Bring to a boil and then simmer for 20 minutes.

Making the pickling solution:


Pack the sliced tongue into a sterilized jar(s).
Discard the spice bag.
Pour the hot pickling solution to within 1/2" from the top of the jar.
Seal with lid and ring and then process in a hot water bath for 10 minutes:


Keep in fridge for 48 hours before eating.

More later.


----------



## 35whelen (Jul 3, 2012)

doesnt look too bad. Great use of all the bits, goob


----------



## swbuckmaster (Sep 14, 2007)

Looks like a good lure to tip 1/2 oz black bass jig with. 

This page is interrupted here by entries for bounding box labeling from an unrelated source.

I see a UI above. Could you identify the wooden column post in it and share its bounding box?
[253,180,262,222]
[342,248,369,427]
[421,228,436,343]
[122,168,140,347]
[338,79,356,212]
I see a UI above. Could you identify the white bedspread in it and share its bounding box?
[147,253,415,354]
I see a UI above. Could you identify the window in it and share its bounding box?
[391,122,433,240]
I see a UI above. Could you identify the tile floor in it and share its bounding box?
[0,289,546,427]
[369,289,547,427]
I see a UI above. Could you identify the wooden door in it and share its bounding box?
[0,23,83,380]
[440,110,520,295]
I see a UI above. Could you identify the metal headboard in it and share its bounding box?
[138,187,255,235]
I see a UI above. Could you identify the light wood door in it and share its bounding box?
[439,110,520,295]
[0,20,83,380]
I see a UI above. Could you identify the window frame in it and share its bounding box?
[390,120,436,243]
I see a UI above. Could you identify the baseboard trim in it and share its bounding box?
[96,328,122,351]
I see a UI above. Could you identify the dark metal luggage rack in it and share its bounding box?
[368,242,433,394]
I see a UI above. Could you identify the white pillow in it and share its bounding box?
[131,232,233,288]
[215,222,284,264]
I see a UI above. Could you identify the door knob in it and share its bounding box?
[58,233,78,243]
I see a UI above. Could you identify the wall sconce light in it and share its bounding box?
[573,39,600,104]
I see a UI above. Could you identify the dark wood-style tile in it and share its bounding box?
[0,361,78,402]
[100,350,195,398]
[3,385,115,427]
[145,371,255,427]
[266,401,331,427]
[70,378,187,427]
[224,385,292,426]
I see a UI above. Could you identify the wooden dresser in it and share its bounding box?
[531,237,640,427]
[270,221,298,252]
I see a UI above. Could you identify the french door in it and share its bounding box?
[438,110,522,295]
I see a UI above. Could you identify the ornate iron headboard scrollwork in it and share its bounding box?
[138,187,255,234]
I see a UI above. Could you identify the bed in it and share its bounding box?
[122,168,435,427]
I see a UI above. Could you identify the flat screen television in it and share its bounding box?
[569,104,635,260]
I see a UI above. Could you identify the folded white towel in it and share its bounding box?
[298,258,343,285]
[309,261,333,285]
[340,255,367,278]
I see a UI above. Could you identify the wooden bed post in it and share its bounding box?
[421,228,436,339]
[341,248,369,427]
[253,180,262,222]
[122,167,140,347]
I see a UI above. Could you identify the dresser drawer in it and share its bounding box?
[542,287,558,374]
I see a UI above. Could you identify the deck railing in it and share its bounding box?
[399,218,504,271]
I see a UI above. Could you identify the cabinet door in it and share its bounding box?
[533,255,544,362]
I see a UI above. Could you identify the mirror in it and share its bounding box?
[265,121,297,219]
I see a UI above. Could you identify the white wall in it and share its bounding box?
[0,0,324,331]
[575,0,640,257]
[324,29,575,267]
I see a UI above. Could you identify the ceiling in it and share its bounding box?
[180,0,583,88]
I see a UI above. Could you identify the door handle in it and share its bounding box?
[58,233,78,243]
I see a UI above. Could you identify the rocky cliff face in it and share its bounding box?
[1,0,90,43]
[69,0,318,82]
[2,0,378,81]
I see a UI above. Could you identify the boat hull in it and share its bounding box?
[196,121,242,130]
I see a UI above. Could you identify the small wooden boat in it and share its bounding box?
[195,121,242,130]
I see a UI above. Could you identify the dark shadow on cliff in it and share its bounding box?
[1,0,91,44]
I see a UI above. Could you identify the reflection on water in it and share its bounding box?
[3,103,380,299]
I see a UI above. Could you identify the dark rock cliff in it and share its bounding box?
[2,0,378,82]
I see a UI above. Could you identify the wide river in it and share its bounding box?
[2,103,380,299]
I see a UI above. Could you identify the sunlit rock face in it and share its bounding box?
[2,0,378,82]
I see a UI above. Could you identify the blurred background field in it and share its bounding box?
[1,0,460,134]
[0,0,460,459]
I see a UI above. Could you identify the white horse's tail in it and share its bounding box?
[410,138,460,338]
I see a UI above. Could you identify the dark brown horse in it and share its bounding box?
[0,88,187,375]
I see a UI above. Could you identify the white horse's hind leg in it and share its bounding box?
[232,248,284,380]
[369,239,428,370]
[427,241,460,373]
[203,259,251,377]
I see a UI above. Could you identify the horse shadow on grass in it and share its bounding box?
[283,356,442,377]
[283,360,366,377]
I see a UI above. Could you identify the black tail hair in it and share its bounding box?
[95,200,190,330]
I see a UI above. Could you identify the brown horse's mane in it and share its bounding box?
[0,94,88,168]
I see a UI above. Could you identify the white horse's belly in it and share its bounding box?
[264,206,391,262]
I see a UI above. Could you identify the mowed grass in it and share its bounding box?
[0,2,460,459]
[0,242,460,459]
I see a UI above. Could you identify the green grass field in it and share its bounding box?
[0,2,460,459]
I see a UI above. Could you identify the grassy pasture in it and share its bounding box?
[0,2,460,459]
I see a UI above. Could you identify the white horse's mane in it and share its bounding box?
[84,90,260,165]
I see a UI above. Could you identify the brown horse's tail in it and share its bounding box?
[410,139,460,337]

Sent from my SM-G900V using Tapatalk


----------



## swbuckmaster (Sep 14, 2007)

But interested in what they taste like

Sent from my SM-G900V using Tapatalk


----------



## wyogoob (Sep 7, 2007)

swbuckmaster said:


> But interested in what they taste like
> 
> Sent from my SM-G900V using Tapatalk


Yeah, me too. This pickled tongue recipe has sugar, slightly different than my usual recipe.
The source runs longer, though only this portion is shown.